Luckily the sun has soon broken through, and I've moved outside to feel the warmth of it.  It also creates wonderful light to see my letters, casting shadows and outlining starkly my wobbly lines for correction.  I keep going over the cut, shaving a little off at a time, to get the curve and even straightness required.  It is a very satisfying sensation to have the (sharp) chisel cut through the stone, and leave the crisp, clean line of a letter's edge.  And I've forgotten the cold.

Sunday 6 March 2011

A Fox on the Train

What an adventure for a Fox - first to be hauled from the quarry and then born onto a small wooden banker (a banker is the workbench stone carvers use), and shut in a shed with the sounds of nature and the moors calling outside.  Then came a solitary plinth, hot bright lights and white walls and  lots of hands stroking and voices - after which, back to the shed.  Then in a sudden rush, bundled and packaged and carried and turned and put in a suitcase, zippered up dark.

A long, long journey on a train, suitcase carried and trundled and bumped and banged, to the end, a station throng with bodies pushing and rushing, and one smiling, friendly face, and a new home.


Yes!  My arms did ache a bit, but I'm very happy as Fox is now part of a lovely new family and settling in well.

Friday 4 March 2011

Modern British Sculpture

I spent a day away from the workshop on Tuesday, visiting the Modern British Sculpture exhibition at the RA, and try to be disciplined in making these occasional expeditions, as they are a great tonic.   I love the train journey filled with expectation.

The exhibition was set out in twelve different rooms, each having their own focus.  The intention of the curators Penelope Curtis and Keith Wilson was to address a specific problem, aspiration or confrontation experienced by sculptors during the twentieth century - questioning: What is British?

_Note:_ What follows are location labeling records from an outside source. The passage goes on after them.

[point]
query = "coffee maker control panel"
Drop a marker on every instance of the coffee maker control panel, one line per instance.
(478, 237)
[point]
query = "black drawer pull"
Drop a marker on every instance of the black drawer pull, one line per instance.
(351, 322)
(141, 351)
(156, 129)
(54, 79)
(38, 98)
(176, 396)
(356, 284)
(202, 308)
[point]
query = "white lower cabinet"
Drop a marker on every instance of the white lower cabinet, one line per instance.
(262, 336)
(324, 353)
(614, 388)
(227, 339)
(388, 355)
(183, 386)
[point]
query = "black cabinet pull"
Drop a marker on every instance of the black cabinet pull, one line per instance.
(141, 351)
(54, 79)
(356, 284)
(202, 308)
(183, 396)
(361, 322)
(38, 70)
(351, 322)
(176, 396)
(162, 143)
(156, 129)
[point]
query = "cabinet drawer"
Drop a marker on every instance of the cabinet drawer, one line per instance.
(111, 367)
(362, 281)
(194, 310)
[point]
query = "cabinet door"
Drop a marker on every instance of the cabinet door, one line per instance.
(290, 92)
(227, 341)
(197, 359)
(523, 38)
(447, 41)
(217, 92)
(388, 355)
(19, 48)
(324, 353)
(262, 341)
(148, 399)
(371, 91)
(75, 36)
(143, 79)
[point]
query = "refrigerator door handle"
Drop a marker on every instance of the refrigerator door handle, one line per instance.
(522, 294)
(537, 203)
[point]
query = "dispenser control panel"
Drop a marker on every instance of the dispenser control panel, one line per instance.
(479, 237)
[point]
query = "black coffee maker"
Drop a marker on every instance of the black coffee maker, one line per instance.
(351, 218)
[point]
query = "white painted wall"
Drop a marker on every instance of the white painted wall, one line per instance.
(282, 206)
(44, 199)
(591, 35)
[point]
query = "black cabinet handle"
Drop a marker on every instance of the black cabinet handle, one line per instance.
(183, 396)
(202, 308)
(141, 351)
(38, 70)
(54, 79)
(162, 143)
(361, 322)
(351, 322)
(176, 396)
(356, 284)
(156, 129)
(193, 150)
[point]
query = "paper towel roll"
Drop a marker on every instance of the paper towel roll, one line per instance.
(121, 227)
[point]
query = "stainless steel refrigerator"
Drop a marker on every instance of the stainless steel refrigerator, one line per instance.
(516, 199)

What is Modern?  What is sculpture?

The most exciting area for me was the 'Theft by Finding' room - through the dark walled, dimly lit space, came illuminated icons from a wide variety of cultures and ancient fragments brimming with aesthetic power and beauty, and beside them work of British sculptors influenced by these pieces.

Forepart of a running leopard - Halicarnassus - marble c.350 bc

Sanchi Torso - India - red sandstone  c.900


Duck Weight - Neo-Sumerian - Granite C. 21500-2000 bc


Seated Torso - Frank Dobson - Ham Hill stone - 1923


Angel (hand), Angel (wing) - Ivan Mestrovic - Walnut - 1916

My eyes saturated and mind full of sculpture I made my way back to Kings Cross, and was unaware of the journey home - pondering, creating, feeling inspired, motivated, so alive and awake.

I've learned quite a lot from this exhibition, and I'm already organising my next trip - a lot of the pieces I loved were borrowed from the British Museum, and I must make another visit there.




Wednesday 2 March 2011

Sculpture ready for Delivery

I felt a sudden panic when I knew it was time for the piece to be loaded for delivery.  Was it finished?  Had I done enough?  Was I happy?  Would the customer be happy?  All the questions that come flooding forth when the needles of insecurity proddle and prick.

Work invariably (for me) goes on right until the last minute, and things always take much longer to do than anticipated, and I suppose this adds to the anxiety.

Last minute finishing before delivery

Ultimately delivery time is very exciting, I can show off all my hard work and place the sculpture in its intended spot in a beautiful garden, rather than seeing it in my muddy, untidy and chaotic workshop and yard.  It all went smoothly and calmly - we tweaked and adjusted position for the best view and balance - and it was done.  Then we all stood and stared - and I felt very emotional and proud. 

Sometimes it is quite difficult to say goodbye to a sculpture, having lived with it intensely for many weeks, and there is a big gap in the workshop now it has gone.  A new block of stone soon shakes my attention into focus and I'm on with my next commission.